The next point is related to the previous one. There is a pattern of critique and many constant retractions of headlines on African stories and we should reflect on what that tells us about reporting on and researching Africa. There is a history here of how Africa is viewed and researched and who is listened to about Africa and what is considered ‘authentic Africanness.’ It is a long history and not a good one. Ignoring that history continues to reproduce it in new ways.
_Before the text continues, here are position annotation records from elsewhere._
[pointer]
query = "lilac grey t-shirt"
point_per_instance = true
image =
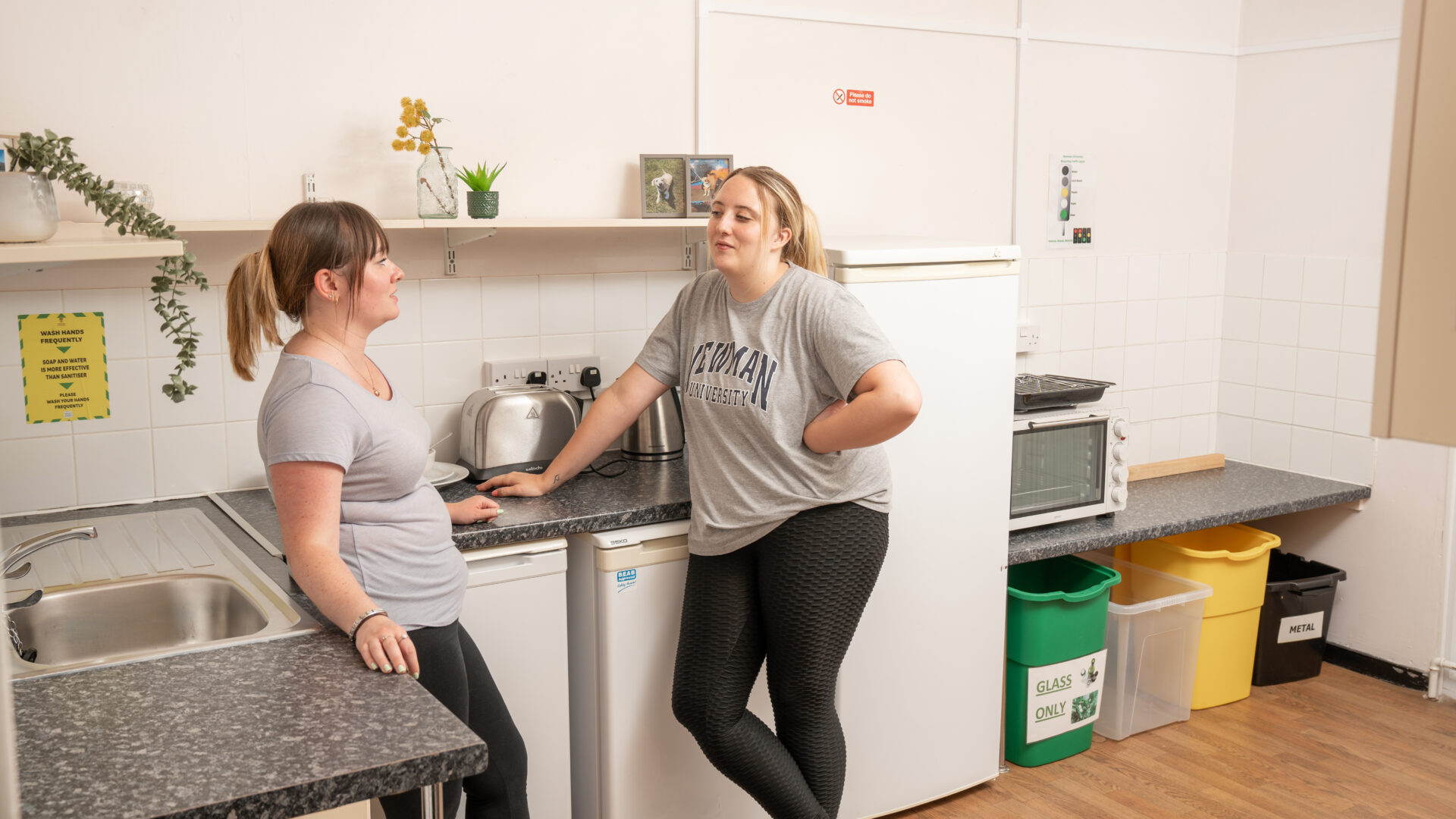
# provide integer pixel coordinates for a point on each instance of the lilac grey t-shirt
(394, 526)
(753, 375)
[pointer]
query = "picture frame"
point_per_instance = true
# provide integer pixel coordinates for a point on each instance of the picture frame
(705, 172)
(663, 186)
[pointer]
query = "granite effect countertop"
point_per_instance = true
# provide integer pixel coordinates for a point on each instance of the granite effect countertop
(280, 727)
(1183, 503)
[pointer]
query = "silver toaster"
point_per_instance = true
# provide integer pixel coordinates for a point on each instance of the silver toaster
(514, 428)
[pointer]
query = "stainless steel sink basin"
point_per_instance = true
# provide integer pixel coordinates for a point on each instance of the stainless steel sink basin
(149, 586)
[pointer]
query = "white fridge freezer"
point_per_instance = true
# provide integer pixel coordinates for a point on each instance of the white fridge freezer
(921, 691)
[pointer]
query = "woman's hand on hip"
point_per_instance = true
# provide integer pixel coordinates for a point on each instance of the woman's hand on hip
(517, 484)
(386, 648)
(475, 509)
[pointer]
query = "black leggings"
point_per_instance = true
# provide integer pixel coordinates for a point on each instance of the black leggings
(795, 598)
(452, 670)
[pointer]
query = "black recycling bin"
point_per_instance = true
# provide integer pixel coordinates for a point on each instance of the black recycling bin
(1294, 620)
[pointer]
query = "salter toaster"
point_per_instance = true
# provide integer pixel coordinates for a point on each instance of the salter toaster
(514, 428)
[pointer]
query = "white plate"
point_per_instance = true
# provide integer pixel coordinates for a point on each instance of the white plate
(441, 474)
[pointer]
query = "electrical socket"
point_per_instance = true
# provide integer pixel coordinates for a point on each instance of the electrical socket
(511, 372)
(565, 372)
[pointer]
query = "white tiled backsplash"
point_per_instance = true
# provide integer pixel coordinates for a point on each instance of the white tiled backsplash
(433, 353)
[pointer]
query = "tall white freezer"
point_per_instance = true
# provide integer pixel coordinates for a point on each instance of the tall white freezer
(921, 691)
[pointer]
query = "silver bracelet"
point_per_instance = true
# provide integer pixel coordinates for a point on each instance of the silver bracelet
(362, 618)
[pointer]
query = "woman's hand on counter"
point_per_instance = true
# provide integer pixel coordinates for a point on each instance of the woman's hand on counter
(475, 509)
(517, 484)
(386, 648)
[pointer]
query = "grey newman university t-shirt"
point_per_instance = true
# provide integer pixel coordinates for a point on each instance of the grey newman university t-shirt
(753, 375)
(394, 526)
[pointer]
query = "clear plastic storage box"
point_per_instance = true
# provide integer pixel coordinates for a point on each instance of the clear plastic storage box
(1153, 623)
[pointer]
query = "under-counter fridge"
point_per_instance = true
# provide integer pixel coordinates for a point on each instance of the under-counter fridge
(921, 689)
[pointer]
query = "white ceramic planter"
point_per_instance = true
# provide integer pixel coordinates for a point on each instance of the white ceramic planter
(27, 207)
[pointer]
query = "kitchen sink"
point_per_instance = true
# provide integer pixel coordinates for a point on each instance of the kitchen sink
(149, 586)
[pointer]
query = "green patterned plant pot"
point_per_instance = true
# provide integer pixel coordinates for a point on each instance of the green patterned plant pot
(482, 205)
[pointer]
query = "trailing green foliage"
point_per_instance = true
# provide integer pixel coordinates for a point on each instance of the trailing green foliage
(53, 156)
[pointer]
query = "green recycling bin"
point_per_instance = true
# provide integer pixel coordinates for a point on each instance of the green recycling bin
(1056, 632)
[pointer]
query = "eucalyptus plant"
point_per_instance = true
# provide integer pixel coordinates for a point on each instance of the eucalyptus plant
(55, 156)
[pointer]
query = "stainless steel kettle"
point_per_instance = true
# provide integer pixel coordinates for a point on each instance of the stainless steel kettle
(657, 435)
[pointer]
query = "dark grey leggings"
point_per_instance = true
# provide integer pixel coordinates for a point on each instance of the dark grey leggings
(452, 670)
(794, 598)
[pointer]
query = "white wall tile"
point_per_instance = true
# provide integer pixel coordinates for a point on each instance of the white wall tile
(1318, 327)
(620, 300)
(1244, 276)
(1142, 322)
(1172, 276)
(1316, 372)
(566, 305)
(202, 407)
(1234, 438)
(1324, 280)
(1239, 362)
(1046, 283)
(1357, 330)
(1200, 362)
(1138, 366)
(1172, 319)
(664, 286)
(403, 366)
(1079, 280)
(245, 466)
(1310, 450)
(1351, 460)
(1283, 278)
(1356, 378)
(1270, 444)
(114, 466)
(1276, 366)
(1274, 406)
(618, 350)
(452, 372)
(405, 328)
(190, 460)
(1241, 318)
(1315, 411)
(511, 306)
(1279, 322)
(450, 309)
(1237, 400)
(1078, 327)
(1164, 439)
(1203, 318)
(126, 312)
(22, 303)
(1111, 325)
(1203, 275)
(1111, 279)
(1363, 283)
(1353, 417)
(46, 477)
(1107, 365)
(1142, 278)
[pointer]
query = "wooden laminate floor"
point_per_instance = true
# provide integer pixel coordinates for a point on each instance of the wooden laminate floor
(1340, 745)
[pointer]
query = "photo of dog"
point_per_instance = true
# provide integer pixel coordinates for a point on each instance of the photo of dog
(664, 186)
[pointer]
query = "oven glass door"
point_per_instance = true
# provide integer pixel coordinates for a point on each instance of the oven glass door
(1057, 466)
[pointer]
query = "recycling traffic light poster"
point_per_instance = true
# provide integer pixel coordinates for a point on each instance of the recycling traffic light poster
(63, 368)
(1072, 193)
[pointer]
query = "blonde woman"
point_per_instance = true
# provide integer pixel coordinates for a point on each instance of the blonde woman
(786, 387)
(367, 537)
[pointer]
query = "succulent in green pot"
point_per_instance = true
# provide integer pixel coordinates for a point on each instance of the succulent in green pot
(481, 202)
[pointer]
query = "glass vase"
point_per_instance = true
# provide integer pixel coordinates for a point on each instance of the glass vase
(436, 187)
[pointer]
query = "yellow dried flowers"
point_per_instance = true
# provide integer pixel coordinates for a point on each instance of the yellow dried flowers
(413, 114)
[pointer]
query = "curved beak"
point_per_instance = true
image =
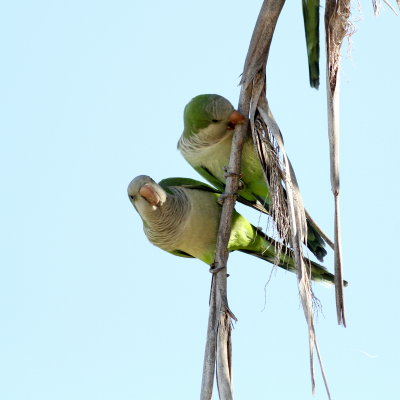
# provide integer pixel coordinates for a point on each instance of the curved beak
(149, 193)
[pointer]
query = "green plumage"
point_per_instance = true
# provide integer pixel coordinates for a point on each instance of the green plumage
(206, 145)
(185, 223)
(311, 29)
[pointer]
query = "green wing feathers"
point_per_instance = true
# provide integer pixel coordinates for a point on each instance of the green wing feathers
(250, 240)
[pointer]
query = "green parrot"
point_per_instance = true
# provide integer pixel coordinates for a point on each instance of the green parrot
(181, 216)
(311, 28)
(209, 120)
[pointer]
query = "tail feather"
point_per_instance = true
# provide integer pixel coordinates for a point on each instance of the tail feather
(264, 247)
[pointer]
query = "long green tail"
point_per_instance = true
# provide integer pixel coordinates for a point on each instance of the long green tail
(264, 247)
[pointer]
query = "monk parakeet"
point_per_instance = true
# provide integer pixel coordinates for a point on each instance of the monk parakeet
(181, 216)
(209, 120)
(311, 28)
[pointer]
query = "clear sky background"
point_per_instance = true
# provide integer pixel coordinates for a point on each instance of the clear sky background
(92, 94)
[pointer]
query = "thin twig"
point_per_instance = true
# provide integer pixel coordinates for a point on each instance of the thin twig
(219, 322)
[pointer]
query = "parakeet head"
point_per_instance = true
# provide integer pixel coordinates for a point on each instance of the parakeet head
(210, 111)
(146, 195)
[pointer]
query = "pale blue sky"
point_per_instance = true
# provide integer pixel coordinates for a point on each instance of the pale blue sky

If you have to keep issuing an apology re your Africa coverage every so often, then know that something is structurally off in your organization. I wonder what that might be. https://t.co/bvU0kgcopP— Grieve Chelwa (@gchelwa) September 3, 2020
The point is that words have meaning. But the impact that words have, is very dependent on who speaks them. There is a downside to this kind of inaccurate reporting. I emphasise inaccurate. It is not offence. Offence is immaterial. Some will be offended and some will not. That is the way of the world. Harm is what matters. When we rely on the news for accuracy and trustworthy information, a long history of this sort of reporting affects a whole plethora of things. Funding choices made by research bodies. Decisions about what data is relevant to work with. Choices by researchers about who to partner with. Whose advice to take. Collaboration within and outside sectors. International loans. Who is made to take an English language test. Which country is told to quarantine. Who is listened to – the local practitioner who knows her stuff or the international ‘expert’ who thinks a well-known hairstyle was named for the coronavirus?
There are significant long-term effects of trope-laden inaccurate reporting on Africa. But we should take those effects seriously in a nuanced way, and not fall into the middle-class habit of splashing pictures of lavish African wealth across social media. ‘The Africa They Don’t Show You’ style. We should be listening to local experts who know about the areas they work in. Some good people to follow on Twitter for example, are Nanjala Nyabola and Grieve Chelwa. I am not sure anyone can be an expert in ‘Africa.’ And the presumptions that underlie the idea that they can be, are also implicated in the long history I mention above.
If you do want nuanced commentary on Africa and COVID-19, a good place to start would be the conversation below between Dr Simukai Chigudu and Professor Sophie Harman. Dr Chigudu explains how media reporting and academic speculation on Africa from outside Africa, relies on tropes, long-standing attitudes of catastrophizing Africa, and feelings of African inevitable morbidity and pathology. Inevitability in analysis takes us to the end point [i.e. many will die in Africa], rather than an analysis that moves through the possible steps of the pandemic [in this case a pandemic, note that reporting on elections follows the same pattern]. A good analysis should proceed by taking into account the high level of variables on the continent in and within different countries.
Because, Africa is not a country. Duh.